聖王国の聖騎士団副団長、グスターボは【鉄の闘志】とアルシェに幾つかの聞き取り調査を行った。
「あなた方は冒険者なのですよね?この周辺の亜人を討伐する依頼を受けておられるのですか?」
「いえ、そういった依頼は受けていませんね」
グスターボの問いに代表してモモンガが答える。グスターボも相手の対応で鎧の男、モモンガが一団の代表なのだと考えて、質問をモモンガに向けた。
「では、一体なぜこの辺りの亜人の討伐を?冒険者組合に確認したところ、討伐部位の提出も無い様ですが?」
「ほう?随分と此方の行動を把握していらっしゃいますね、聖王国は」
「……亜人どもは我々にとって怨敵ですから。それらを討伐して下さっている相手の情報ぐらいは調べますよ」
グスターボは言葉を選びながら会話を続ける。
「でしたら調べはついていると思いますが、亜人たちを討伐したのは此方の銅級冒険者のアルシェ嬢です。私たち【鉄の闘志】はただの引率ですからお気になさらずに」
「っえ?」
ここで自分に押し付けるのかと、アルシェがモモンガに非難の視線を送るがそれは無視されてしまった。

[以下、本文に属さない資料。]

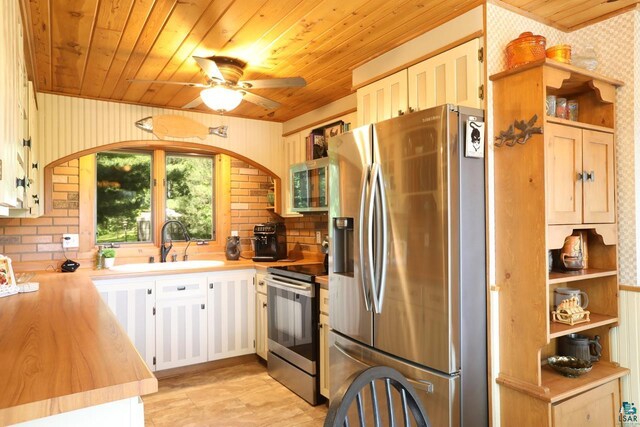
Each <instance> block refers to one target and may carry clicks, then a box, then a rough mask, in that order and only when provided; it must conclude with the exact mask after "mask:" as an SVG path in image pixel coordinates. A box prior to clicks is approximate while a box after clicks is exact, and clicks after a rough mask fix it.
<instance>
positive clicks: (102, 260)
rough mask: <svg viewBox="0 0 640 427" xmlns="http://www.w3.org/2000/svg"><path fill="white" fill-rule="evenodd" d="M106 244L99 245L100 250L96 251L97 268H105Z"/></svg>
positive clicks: (98, 269)
mask: <svg viewBox="0 0 640 427" xmlns="http://www.w3.org/2000/svg"><path fill="white" fill-rule="evenodd" d="M103 248H104V246H102V245H98V251H97V252H96V270H102V269H103V268H104V255H103V254H102V249H103Z"/></svg>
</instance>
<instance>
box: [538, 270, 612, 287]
mask: <svg viewBox="0 0 640 427" xmlns="http://www.w3.org/2000/svg"><path fill="white" fill-rule="evenodd" d="M617 274H618V272H617V271H616V270H605V269H600V268H585V269H583V270H578V271H567V272H560V271H552V272H551V273H549V284H550V285H553V284H557V283H566V282H576V281H578V280H586V279H596V278H598V277H609V276H615V275H617Z"/></svg>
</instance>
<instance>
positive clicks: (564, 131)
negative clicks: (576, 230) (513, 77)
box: [545, 123, 615, 224]
mask: <svg viewBox="0 0 640 427" xmlns="http://www.w3.org/2000/svg"><path fill="white" fill-rule="evenodd" d="M545 139H546V146H547V147H546V148H547V153H546V174H547V188H548V192H547V207H548V208H547V215H548V222H549V224H583V223H584V224H595V223H612V222H615V204H614V159H613V135H612V134H610V133H605V132H598V131H592V130H586V129H580V128H577V127H572V126H566V125H560V124H555V123H548V124H547V125H546V126H545Z"/></svg>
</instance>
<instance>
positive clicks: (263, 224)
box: [252, 222, 287, 261]
mask: <svg viewBox="0 0 640 427" xmlns="http://www.w3.org/2000/svg"><path fill="white" fill-rule="evenodd" d="M253 240H254V243H255V256H254V257H253V258H252V259H253V260H254V261H277V260H279V259H284V258H286V257H287V235H286V229H285V227H284V223H283V222H267V223H265V224H257V225H255V226H254V227H253Z"/></svg>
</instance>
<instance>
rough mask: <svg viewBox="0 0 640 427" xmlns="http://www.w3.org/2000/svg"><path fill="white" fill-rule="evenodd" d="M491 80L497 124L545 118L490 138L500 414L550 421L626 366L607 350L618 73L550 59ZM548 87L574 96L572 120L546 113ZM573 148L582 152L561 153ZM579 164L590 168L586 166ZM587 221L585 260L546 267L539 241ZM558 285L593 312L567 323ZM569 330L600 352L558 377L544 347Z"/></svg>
mask: <svg viewBox="0 0 640 427" xmlns="http://www.w3.org/2000/svg"><path fill="white" fill-rule="evenodd" d="M490 80H491V81H492V82H493V88H494V134H495V135H498V134H499V133H500V132H501V131H506V130H507V129H508V128H509V126H511V125H513V123H514V121H516V120H517V121H520V120H524V121H525V122H528V121H529V120H530V119H531V118H532V117H534V116H537V118H538V120H537V122H536V123H535V124H534V126H541V127H542V128H543V130H544V132H543V134H534V135H533V136H532V137H531V138H530V139H529V140H528V141H527V142H526V143H525V144H515V145H514V146H512V147H509V146H506V145H504V146H502V147H496V148H495V150H494V152H495V206H496V216H495V221H496V286H497V287H498V288H499V289H500V296H499V312H500V314H499V316H500V322H501V326H500V350H499V351H500V373H499V375H498V380H497V381H498V383H499V384H500V385H501V386H502V387H501V393H500V395H501V405H500V407H501V420H502V423H503V424H504V425H527V426H529V425H535V426H542V427H544V426H546V427H551V426H553V425H554V414H555V413H556V412H557V411H559V410H560V408H566V407H567V406H566V405H570V406H571V405H574V406H577V407H581V406H584V405H587V399H584V400H583V401H581V400H580V399H581V395H582V394H583V393H585V392H587V391H589V390H595V389H596V388H598V387H604V386H605V385H607V387H609V388H611V384H608V383H611V382H612V381H616V385H615V387H613V388H611V389H614V390H616V393H618V394H619V386H618V378H620V377H622V376H624V375H626V374H627V373H628V369H626V368H623V367H619V366H617V364H615V363H614V362H612V360H611V357H612V356H611V353H612V352H611V349H610V346H611V342H610V339H609V331H610V329H611V328H613V327H616V326H617V325H618V266H617V225H616V224H615V215H612V214H613V213H614V212H615V205H614V204H613V200H614V199H613V197H614V193H615V188H614V186H613V181H612V179H613V177H614V176H615V175H614V174H613V171H612V168H613V163H612V158H611V153H612V152H613V150H612V148H613V134H614V133H615V120H614V119H615V104H614V102H615V91H616V87H617V86H620V85H621V84H622V83H621V82H619V81H617V80H613V79H609V78H607V77H605V76H602V75H599V74H596V73H591V72H589V71H587V70H583V69H580V68H577V67H574V66H571V65H566V64H561V63H558V62H555V61H553V60H549V59H545V60H541V61H537V62H535V63H531V64H527V65H525V66H522V67H518V68H517V69H514V70H509V71H505V72H502V73H498V74H496V75H493V76H491V77H490ZM547 95H556V96H563V97H566V98H568V99H575V100H577V101H578V104H579V115H578V121H569V120H565V119H561V118H556V117H549V116H547V115H546V97H547ZM552 129H553V130H552ZM563 129H574V130H571V131H568V132H569V133H570V134H571V135H577V137H576V138H575V140H572V141H571V144H568V143H567V144H566V145H558V144H564V143H565V141H567V140H568V138H565V137H564V134H560V135H559V136H558V133H557V132H559V131H562V130H563ZM516 132H519V131H518V130H516ZM594 134H595V135H596V137H593V136H592V135H594ZM601 134H603V135H608V136H607V137H606V138H604V142H603V143H602V144H600V142H601V140H600V139H598V138H599V137H600V135H601ZM554 138H558V139H555V140H554ZM594 140H597V141H595V142H594ZM554 144H556V145H554ZM583 145H584V147H585V148H584V149H585V150H586V149H587V148H589V149H590V150H591V149H595V150H596V151H597V150H600V151H597V153H598V155H596V156H594V155H592V152H589V153H586V152H585V159H584V160H583V158H582V150H583ZM576 152H578V153H579V156H577V157H571V158H569V157H568V156H572V155H574V154H573V153H576ZM562 155H564V156H567V160H566V161H565V160H563V162H560V161H559V160H558V157H559V156H562ZM587 158H588V159H587ZM594 158H595V159H596V161H599V162H600V161H601V160H603V159H604V160H606V161H609V163H606V164H601V163H602V162H600V163H599V164H597V165H596V166H595V167H594V166H592V165H591V164H587V161H593V159H594ZM561 160H562V159H561ZM565 166H566V169H565ZM587 167H589V168H590V169H589V170H586V169H583V168H587ZM591 168H593V169H595V170H596V174H595V176H596V179H598V181H597V184H596V185H592V186H591V187H587V185H591V184H592V182H587V181H580V182H578V180H577V178H576V177H577V175H578V172H583V171H585V170H586V171H587V172H588V171H590V170H591ZM600 168H604V169H600ZM602 170H607V172H608V173H602V172H601V171H602ZM603 184H604V185H603ZM604 192H606V194H605V193H604ZM594 193H595V196H594ZM572 209H573V211H571V210H572ZM563 210H566V211H567V212H564V211H563ZM594 212H595V213H594ZM565 218H570V220H565ZM593 218H596V219H597V220H596V221H594V220H593ZM584 230H586V233H585V235H586V237H587V253H588V259H587V261H588V267H589V268H587V269H584V270H581V271H577V272H559V271H552V272H550V273H549V269H548V267H549V263H548V252H549V251H551V250H558V249H560V248H562V246H563V243H564V239H565V238H566V237H567V236H569V235H572V234H576V233H578V232H580V231H584ZM556 268H557V266H556ZM557 287H572V288H578V289H581V290H583V291H584V292H586V293H587V295H588V296H589V300H590V301H589V306H588V307H587V310H589V311H590V313H591V315H590V317H591V320H590V322H585V323H580V324H577V325H573V326H571V325H565V324H561V323H555V322H553V321H552V320H551V311H552V310H553V299H554V293H553V290H554V289H555V288H557ZM577 332H580V333H582V334H586V335H589V336H593V335H600V337H601V344H602V345H603V351H602V357H601V359H600V361H599V362H595V363H594V365H593V369H592V371H591V372H589V373H587V374H585V375H584V376H582V377H580V378H567V377H563V376H562V375H560V374H558V373H556V372H555V371H552V370H551V368H550V367H548V366H546V358H547V357H548V356H550V355H553V354H556V351H557V339H559V338H560V337H563V336H565V335H568V334H570V333H577ZM600 390H602V389H600ZM605 394H606V393H602V395H603V396H604V395H605ZM603 399H604V398H603ZM569 402H570V403H569ZM561 405H565V406H561ZM522 408H527V410H525V411H523V410H522ZM576 425H578V424H576Z"/></svg>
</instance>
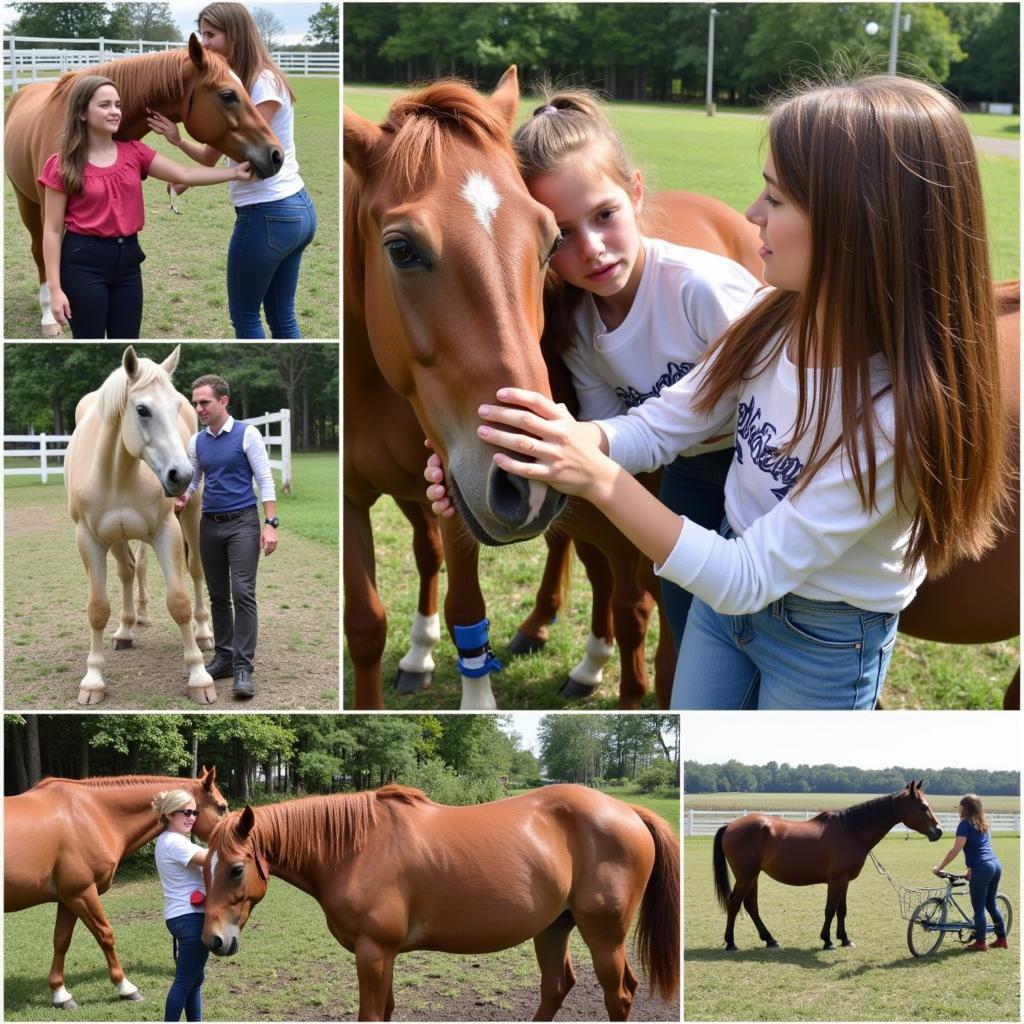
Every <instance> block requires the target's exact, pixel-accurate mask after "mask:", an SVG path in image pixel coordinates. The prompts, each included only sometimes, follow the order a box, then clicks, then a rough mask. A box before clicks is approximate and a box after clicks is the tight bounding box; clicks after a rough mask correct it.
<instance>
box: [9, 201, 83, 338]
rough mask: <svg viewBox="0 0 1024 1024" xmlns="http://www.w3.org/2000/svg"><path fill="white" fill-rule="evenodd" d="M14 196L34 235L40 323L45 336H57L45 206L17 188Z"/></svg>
mask: <svg viewBox="0 0 1024 1024" xmlns="http://www.w3.org/2000/svg"><path fill="white" fill-rule="evenodd" d="M14 196H15V197H16V198H17V209H18V213H20V215H22V222H23V223H24V224H25V226H26V227H27V228H28V229H29V234H30V236H31V237H32V258H33V259H34V260H35V261H36V270H37V271H38V273H39V310H40V313H41V314H42V315H41V321H40V324H41V328H42V333H43V337H44V338H57V337H59V335H60V325H59V324H57V322H56V317H54V315H53V310H52V309H51V308H50V289H49V286H48V285H47V284H46V266H45V264H44V262H43V208H42V207H41V206H40V205H39V203H38V201H34V200H31V199H29V197H28V196H23V195H22V193H20V191H18V190H17V188H15V189H14ZM72 311H73V312H74V310H72Z"/></svg>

「はい。国の調べでもアルシェ様がお一人で亜人たちを討伐してい―――下さっていると報告を受けています。アルシェ様に心から感謝を―――」
グスターボが頭を下げると、彼の後ろに控える聖騎士たちも一斉に頭を下げた。
「い、いえ。私はべつに」
「我々が長年手を焼いた亜人たちを僅か数十日で半壊させてしまわれたのです。さぞ高名な冒険者かとお見受けしますが、寡聞にしてアルシェという名の冒険者を存じ上げません。よろしければ貴方様の武勇伝など、お聞かせ願えませんか?」
「ぶ、武勇伝?!な、無い。そんなの無い」
アルシェがぶんぶんと首を振りながら一歩下がる。そんなアルシェの肩をポンと叩いたモモンガが代わりに答えた。
「彼女は最近冒険者になったばかりですからね。彼女の事を知らないくても無理ありません。現に彼女は銅級の冒険者ですからね。まだ冒険者として武勲を立てたこともありません」
「そんなお方がこれだけの偉業を?」
「まぁ、彼女は元々帝国で有名なフールーダ・パラダインの弟子ですからね。冒険者になる前から自力はありましたよ」
「なんと!?あの有名な魔法詠唱者の弟子であらせられたか!」
『おおーっ!』と聖騎士たちから驚きの声が上がった。
「ええ、まぁ……」
嘘では無いが、アルシェがフールーダの元で身につけた魔法では決して今回の様な事は出来なかっただろう。というか、現在の強さでもモモンガに貸与された装備が無ければ難しかもしれない。
「失礼ですが、アルシェ様は第何階位の魔法を使用出来るのでしょうか?貴方の師であるフールーダ・パラダイン様は第6位階魔法まで使用できると聞き及んだ事がございますが……」
「…一応、第6位階魔法まで行使できる……(ようになった)」
最後にぼそりと呟いた声は誰にも届かなかっただろう。
「おお!!その若さでパラダイン様と同じ階位の魔法まで習得されているとは!」
再び聖騎士たちから『おおー!』という歓声が上がる。
アルシェは気恥ずかしそうにローブのフードを目深にかぶり、更に一歩下がったのだった。